Bismillahirrahmanirrahim

Üçüncü nokta: İki Meseledir.

BİRİNCİSİ: Müdakkik Hoca Sabri, Feyzi'nin istihracına dair Feyzi'ye yazdığı mektup, güzeldir. Lâhikaya girdikten sonra, hocalar فِيهِ نَظَرٌ dememek için bazı kelimatı tâdil edildi.

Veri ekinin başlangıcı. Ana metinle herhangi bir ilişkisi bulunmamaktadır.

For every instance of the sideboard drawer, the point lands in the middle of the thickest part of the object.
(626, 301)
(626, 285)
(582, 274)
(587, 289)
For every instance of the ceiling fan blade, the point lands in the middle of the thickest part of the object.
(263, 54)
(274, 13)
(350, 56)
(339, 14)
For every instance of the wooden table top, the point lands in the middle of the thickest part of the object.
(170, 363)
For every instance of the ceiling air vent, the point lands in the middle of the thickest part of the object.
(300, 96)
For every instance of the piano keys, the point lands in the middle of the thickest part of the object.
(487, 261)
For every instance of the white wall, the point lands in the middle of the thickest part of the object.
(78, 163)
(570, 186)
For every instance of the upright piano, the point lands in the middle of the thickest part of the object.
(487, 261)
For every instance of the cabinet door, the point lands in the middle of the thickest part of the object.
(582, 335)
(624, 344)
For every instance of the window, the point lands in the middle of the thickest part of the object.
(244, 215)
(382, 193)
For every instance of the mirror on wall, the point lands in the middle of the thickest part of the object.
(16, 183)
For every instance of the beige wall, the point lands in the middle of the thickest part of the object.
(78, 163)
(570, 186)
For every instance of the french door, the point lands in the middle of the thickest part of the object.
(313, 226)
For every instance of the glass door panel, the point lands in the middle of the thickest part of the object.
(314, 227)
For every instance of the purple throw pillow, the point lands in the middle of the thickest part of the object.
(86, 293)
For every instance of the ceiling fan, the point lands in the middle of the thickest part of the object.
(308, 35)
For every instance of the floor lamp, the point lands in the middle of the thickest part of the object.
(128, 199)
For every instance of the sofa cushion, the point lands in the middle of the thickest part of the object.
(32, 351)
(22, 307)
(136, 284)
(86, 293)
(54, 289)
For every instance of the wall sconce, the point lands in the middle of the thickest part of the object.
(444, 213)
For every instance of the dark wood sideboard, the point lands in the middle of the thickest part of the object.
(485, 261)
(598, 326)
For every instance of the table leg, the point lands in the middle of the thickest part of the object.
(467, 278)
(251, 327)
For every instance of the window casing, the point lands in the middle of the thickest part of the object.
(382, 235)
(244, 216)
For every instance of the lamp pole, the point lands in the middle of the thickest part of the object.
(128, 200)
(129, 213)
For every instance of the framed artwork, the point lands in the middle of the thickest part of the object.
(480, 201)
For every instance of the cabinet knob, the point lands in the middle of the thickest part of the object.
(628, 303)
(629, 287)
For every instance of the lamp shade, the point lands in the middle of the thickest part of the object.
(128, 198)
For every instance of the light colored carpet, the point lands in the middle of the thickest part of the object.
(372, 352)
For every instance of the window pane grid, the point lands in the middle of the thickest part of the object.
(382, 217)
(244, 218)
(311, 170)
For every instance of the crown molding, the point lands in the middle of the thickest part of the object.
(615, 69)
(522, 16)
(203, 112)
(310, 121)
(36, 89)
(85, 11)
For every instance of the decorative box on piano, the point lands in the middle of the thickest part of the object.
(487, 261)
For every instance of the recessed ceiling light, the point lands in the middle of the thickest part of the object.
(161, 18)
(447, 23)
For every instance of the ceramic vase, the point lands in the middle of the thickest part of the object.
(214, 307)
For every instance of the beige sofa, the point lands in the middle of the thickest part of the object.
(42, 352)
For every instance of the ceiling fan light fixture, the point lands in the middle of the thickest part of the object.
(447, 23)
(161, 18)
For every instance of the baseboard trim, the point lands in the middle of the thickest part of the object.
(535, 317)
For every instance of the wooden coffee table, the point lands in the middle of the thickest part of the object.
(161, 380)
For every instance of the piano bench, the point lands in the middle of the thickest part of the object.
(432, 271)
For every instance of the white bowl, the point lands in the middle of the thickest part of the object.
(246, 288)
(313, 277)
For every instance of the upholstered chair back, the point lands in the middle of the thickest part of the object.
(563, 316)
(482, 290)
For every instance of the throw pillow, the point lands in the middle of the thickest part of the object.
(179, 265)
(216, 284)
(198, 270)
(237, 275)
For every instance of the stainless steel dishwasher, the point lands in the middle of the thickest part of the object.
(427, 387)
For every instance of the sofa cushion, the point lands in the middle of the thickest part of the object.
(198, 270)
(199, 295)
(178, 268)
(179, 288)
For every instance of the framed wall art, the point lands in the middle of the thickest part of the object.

İKİNCİ MESELE: İstanbul ulemasının en büyüğü ve en müdakkiki ve çok zaman müftiü'l-enam olan eski fetvâ emini, meşhur Ali Rıza Efendi, (r.h.) Birinci Şua, İşârât-ı Kur'âniyye ve Âyetü'l-Kübrâ gibi risaleleri gördükten sonra, Risale-i Nur'un mühim bir talebesi olan Hafız Emin'e demiş ki:

"Bediüzzaman, şu zamanda, din-i İslâma en büyük hizmet eylediğini ve eserlerinin tam doğru olduğunu ve böyle bir zamanda, mahrumiyet içinde, feragat-ı nefs edip, yani dünyayı terk edip böyle bir eser meydana getirmek hiç kimseye müyesser olmadığını ve her suretle şâyân-ı tebrik olduğunu ve Risale-i Nur, müceddid-i din olduğunu ve Cenâb-ı Hak, onu muvaffak-un-bilhayr eylesin, âmin" diyerek bazılarının sakal bırakmamaklığına itirazları münasebetiyle, Mevlânâ Celâleddin-i Rumî'nin pederleri olan Sultanü'l-Ulema'nın bir kıssasıyla onu müdafaa edip, demiş:

"Bu misüllü, Bediüzzaman'ın dahi elbette bir içtihadı vardır. İtiraz edenler haksızdır" demiş. Ve Hoca Mustafa'ya emretmiş, söylediğimi yaz: "Bediüzzaman'a kemal-i hürmetle selâm ederim. Telifatınızın ikmaline hırz-ı can ile dua etmekteyim (yani, ruha nüsha olacak kadar kıymettar). Bazı ulemâüssû'un tenkidine uğradığına müteessir olma. Zira 'Yemişli ağaç taşlanır. HAŞİYE-1 kaziyesi meşhurdur. Mücahedatınıza devam buyurun. Cenâb-ı Hak ve Feyyâz-ı Mutlak âcilen murad ve matlubunuza muvaffakü'n bilhayr eylesin. Bâki Hakkın birliğine emanet olunuz."

Eski Fetva Emini Ali Rıza

İşte böyle müdakkik ve ilim ve şeriat ve Kur'ân cihetinde bu zamanda söz sahibi en büyük âlim böyle hükmetmiş. Risale-i Nur'un talebeleri, bu meseleyi ihtiyaten yabanilere onun ismini vermekle teşhir etmemek gerektir ve dualarına onu dahil etmek lâzımdır.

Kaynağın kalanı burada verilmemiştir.